Entstehen konnte die älteste nordamerikanische Pferderasse, indem man verschiedene europäische Rassen kreuzte und ihre positiven Eigenschaften und Fähigkeiten in einem Pferd versammelte. Auf dem Kontinent waren die Wildpferde bereits ausgestorben, als europäische Siedler im 17. und 18. Jahrhundert Amerika entdeckten und Pferde mitbrachten. Aus Kreuzungen von Arabern, Berbern, Englischen Vollblütern und irischen Ponys ging irgendwann das Quarter Horse hervor. Dieses musste den Siedlern bei der Eroberung Amerikas in allen Lebenslagen und schwierigen Situation ein treuer Partner sein – so behielten die loyalen Vierbeiner ihre Robustheit und Zuverlässigkeit bis heute.

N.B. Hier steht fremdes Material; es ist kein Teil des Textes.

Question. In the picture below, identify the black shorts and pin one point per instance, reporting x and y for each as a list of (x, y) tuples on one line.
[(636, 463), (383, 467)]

Quarter ist nicht gleich Quarter

Der weltweit mitgliederstärkste Zuchtverband, die American Quarter Horse Association, unterscheidet zwischen verschiedenen Typen des Quarter Horses. Je nachdem, wofür das Pferd eingesetzt wird, sind bestimmte Merkmale stärker ausgeprägt. Was sie jedoch alle gemeinsam haben, ist die stark bemuskelte Hinterhand und der kleine Kopf. Typisch für die muskulösen Vierbeiner sind zudem die kleinen Fuchsohren und die ausgeprägten Ganaschen. Der klassische Typ Quarter Horse nennt sich „Stock Type“. Darüber hinaus werden die verschiedenen Typen alle nach der jeweiligen Westerndisziplin benannt, für die sie gezüchtet werden. Sämtliche Fellfarben und Schattierungen sind zugelassen. Auch diese tragen bei Quarter Horses ganz eigene Namen, es gibt über 17 Bezeichnungen. Nur Schecken sind nicht erwünscht und werden daher als sogenannte Paint Horses eingetragen. In der Regel sind Quarter Horses nervenstark, sensibel und gutmütig. Sie lernen schnell und gerne Neues und sind daher unter Reitern unterschiedlichster Reitweisen äußerst beliebt. Die Spezialität dieser Pferde, für die sie hauptsächlich eingesetzt werden, ist aber das Westernreiten und die dazugehörigen Disziplinen wie das Reining.

Pferde-Fakten: 

Schon gewusst? Dass das Westernreiten und damit auch die Zucht der Westernpferde nach Deutschland kamen, ist vor allem dem bekannten Schweizer Pferdetrainer Jean-Claude Dysli und dem Amerikaner Alan Jacob zu verdanken. Beide brachten Anfang der 60er Jahre die ersten Quarter Horses nach Europa. Jean-Claude Dyslis Tochter Kenzie, die bei der Show „Welt der Fantasie“ unser Horse Consultant ist, führt die Zucht noch heute auf ihrer Hacienda in Andalusien weiter.